Susan Sontag wollte nicht sterben. Nicht 1975, als sie an Brustkrebs, nicht 1998, als sie erneut, diesmal an Gebärmutterkrebs, erkrankte. Beide Male triumphierte sie über die Krankheit und trotzte einer ungünstigen Prognose. Und sie glaubte auch bei ihrer dritten Erkrankung, einer in hohem Maße tödlichen Form der Leukämie, den Kampf gegen alle medizinischen Kassandrarufe aufnehmen zu können.

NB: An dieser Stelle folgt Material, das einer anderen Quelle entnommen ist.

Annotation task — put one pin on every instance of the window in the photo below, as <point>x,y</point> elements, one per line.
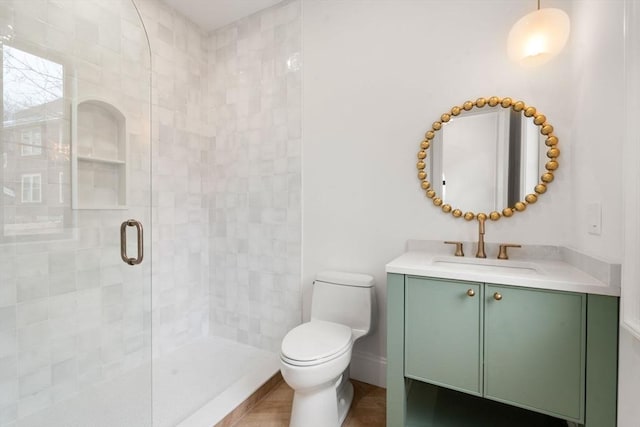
<point>31,142</point>
<point>32,188</point>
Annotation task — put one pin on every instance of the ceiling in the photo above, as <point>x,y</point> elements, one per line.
<point>212,14</point>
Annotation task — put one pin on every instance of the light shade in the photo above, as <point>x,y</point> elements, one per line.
<point>538,36</point>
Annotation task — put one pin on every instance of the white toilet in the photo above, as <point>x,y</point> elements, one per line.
<point>315,356</point>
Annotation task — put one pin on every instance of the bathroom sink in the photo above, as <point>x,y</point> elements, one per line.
<point>487,265</point>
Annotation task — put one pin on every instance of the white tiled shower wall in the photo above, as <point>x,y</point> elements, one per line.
<point>182,150</point>
<point>71,312</point>
<point>226,195</point>
<point>227,176</point>
<point>255,209</point>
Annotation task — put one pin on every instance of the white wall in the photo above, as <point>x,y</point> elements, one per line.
<point>378,73</point>
<point>629,363</point>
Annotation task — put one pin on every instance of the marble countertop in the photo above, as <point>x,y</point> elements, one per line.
<point>560,272</point>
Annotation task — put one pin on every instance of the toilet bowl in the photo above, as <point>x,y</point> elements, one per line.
<point>315,356</point>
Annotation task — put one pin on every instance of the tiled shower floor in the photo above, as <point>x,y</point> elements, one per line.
<point>194,386</point>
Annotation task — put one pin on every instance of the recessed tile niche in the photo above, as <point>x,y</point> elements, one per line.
<point>101,156</point>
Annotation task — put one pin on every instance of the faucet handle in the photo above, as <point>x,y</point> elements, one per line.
<point>502,252</point>
<point>459,251</point>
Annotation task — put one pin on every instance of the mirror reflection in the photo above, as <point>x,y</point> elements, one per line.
<point>486,159</point>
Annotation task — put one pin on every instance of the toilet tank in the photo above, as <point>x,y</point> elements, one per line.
<point>345,298</point>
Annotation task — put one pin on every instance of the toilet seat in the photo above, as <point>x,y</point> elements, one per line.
<point>315,342</point>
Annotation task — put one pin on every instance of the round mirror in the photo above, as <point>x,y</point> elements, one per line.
<point>491,157</point>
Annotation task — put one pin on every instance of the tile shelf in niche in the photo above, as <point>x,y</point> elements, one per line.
<point>101,160</point>
<point>99,152</point>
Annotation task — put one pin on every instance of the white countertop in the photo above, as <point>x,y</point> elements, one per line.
<point>534,273</point>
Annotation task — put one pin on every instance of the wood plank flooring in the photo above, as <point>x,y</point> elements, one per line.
<point>274,410</point>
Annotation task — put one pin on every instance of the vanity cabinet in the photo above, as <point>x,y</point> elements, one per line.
<point>521,346</point>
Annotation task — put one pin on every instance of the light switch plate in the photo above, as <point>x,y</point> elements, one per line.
<point>594,218</point>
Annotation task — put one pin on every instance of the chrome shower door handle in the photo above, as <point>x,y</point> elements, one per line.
<point>123,242</point>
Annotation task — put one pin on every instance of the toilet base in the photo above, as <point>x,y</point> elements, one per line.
<point>325,407</point>
<point>344,400</point>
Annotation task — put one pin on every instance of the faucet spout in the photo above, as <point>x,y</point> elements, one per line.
<point>480,252</point>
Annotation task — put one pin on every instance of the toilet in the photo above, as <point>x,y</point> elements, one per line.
<point>315,356</point>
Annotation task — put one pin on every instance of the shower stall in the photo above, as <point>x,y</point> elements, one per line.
<point>150,237</point>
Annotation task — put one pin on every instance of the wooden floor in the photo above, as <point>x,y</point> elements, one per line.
<point>274,410</point>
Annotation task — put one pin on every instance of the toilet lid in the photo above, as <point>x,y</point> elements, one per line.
<point>316,340</point>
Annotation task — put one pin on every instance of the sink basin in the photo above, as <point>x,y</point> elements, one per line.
<point>487,265</point>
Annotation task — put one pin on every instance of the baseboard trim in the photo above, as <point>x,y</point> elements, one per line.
<point>369,368</point>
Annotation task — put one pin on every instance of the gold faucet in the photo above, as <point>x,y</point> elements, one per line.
<point>480,252</point>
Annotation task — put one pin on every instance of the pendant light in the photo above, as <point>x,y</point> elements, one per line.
<point>538,36</point>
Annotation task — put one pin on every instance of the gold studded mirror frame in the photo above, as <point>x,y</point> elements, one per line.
<point>546,129</point>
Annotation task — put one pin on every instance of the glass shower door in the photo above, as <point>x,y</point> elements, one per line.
<point>75,211</point>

David Rieff, der Sohn Susan Sontags, schreibt ebenso luzide wie bewegend über das Sterben und den Tod seiner Mutter."Sie starb, wie sie gelebt hatte, unversöhnt mit der Sterblichkeit", schreibt er, "und vielleicht war dieses Weiterleben wollen, ihre Art zu sterben."

Über den Autor

David Rieff, 1952 geboren, ist politischer Schriftsteller und Journalist. Über die Krisengebiete der Welt schreibt er u.a. für die Zeitungen New York Times, Wall Street Journal, Washington Post, El País und Le Monde. Rief, das einzige Kind Susan Sontags aus ihrer frühen Ehe mit dem Soziologen Philip Rieff, lebt in New York City.Reinhard Kaiser, geboren 1950 in Viersen. 1968 Beginn des Studiums der Germanistik, Romanistik, Sozialwissenschaften und Philosophie. Seit 1975 Übersetzer und Lektor für verschiedene Verlage. Seit 1989 Arbeit als freier Mitarbeiter für verschiedene Zeitungen und Rundfunkanstalten. Zahlreiche Preise und Auszeichnungen, u. a. Ernst Maria Ledig-Rowohlt-Übersetzerpreis 1993, Deutscher Jugendliteraturpreis 1997, Geschwister-Scholl-Preis 2000. Der Autor lebt mit seiner Familie in Frankfurt/Main.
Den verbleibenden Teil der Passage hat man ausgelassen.